2日目
僕はまたもや墓地に足を運んでいた。いや、家に帰ろうとしていのだ。そこを望々羽に呼び止められた。
「秋丈。また来てくれたのね」
いやいや、ここは僕の通学路である。どうやってこの墓地を通らず家に帰れと言うのか?
望々羽は今日もセーラー服を着ていた。
「さぁ、高校の話を聞きたいのだけれど……」
そういえば、彼女は高校に通っていなかった。
「高校は、忙しい所だよ。少なくとも漫画のように爽やかじゃない」
「そう。あなたは高校に行って楽しい? 私不思議でならなかったの。だってみんなどこか高校進学って義務みたいに考えているみたいだし」
そりゃあ、そうだろう。僕の友人は、絶対にミュージシャンになる‼ だから進学はしない‼ みたいなことを言っていたが、お願いだから高校だけは行ってと親に言われてしぶしぶ進学した。
「まぁ。義務みたいなものだな」
「義務教育は終わったのにね」
望々羽はどこかバカにしたように言った。
「望々羽は幽霊とか信じてるの?」
「信じてないわ。でも、なんでそんなこと聞くの?」
「いや、毎日ここに居るから」
僕は周りを見回した。たくさんのお墓が建っている。てっきり望々羽のことをオカルト女子だと思っていたのだ。
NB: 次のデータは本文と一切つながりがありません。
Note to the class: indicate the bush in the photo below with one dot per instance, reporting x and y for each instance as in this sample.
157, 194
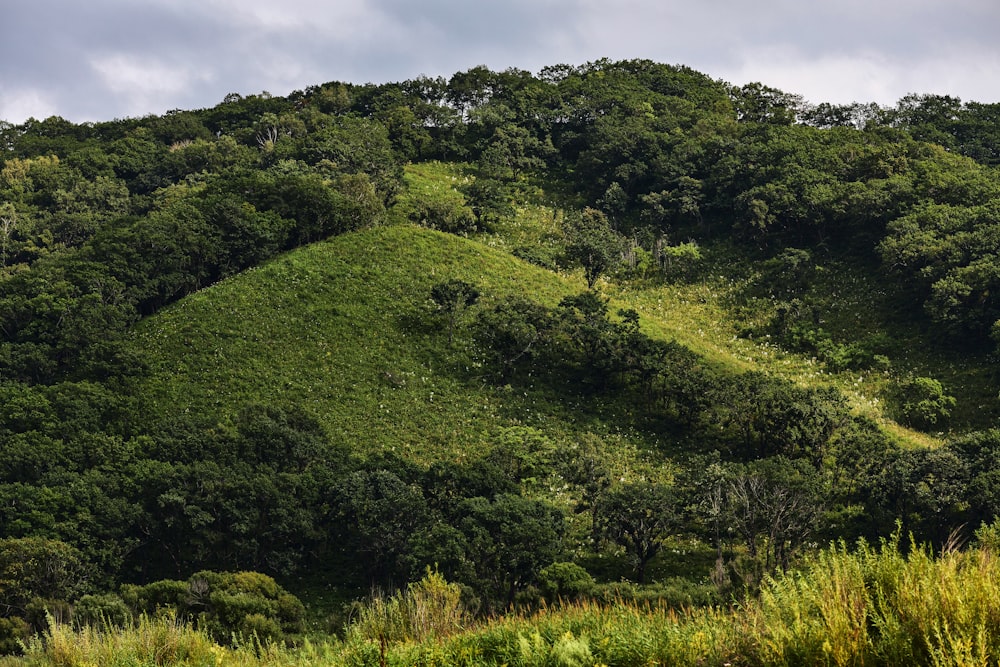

「ここが一番落ち着くのよ。なんだかお墓って人が土に戻る場所じゃない。神聖な場所なのよ」
「僕はできるだけ近づきたくないけどなー」
人が終わる場所に居たくなかった。僕もお墓にいつか入るのだろうと思うとやっぱり怖い。
「死ぬのなんて怖くないわ」
望々羽がつぶやいた。
「どうして?」
「終わりがあるって素敵なことよ」
そう言って彼女は笑った。
「終わりが無いなんて地獄よ。ねぇ、いつまで生きてればいいの? そっちの方が怖いわ」
なるほど、多くの人は不老不死を望んできたけど、それで何をする気なんだろう。長すぎる時間も怖いと思った。でも、「やっぱり君は変わってるよ」
やっぱり死ぬのは怖い。
「そう」
望々羽はそれだけ言うと帰っていった。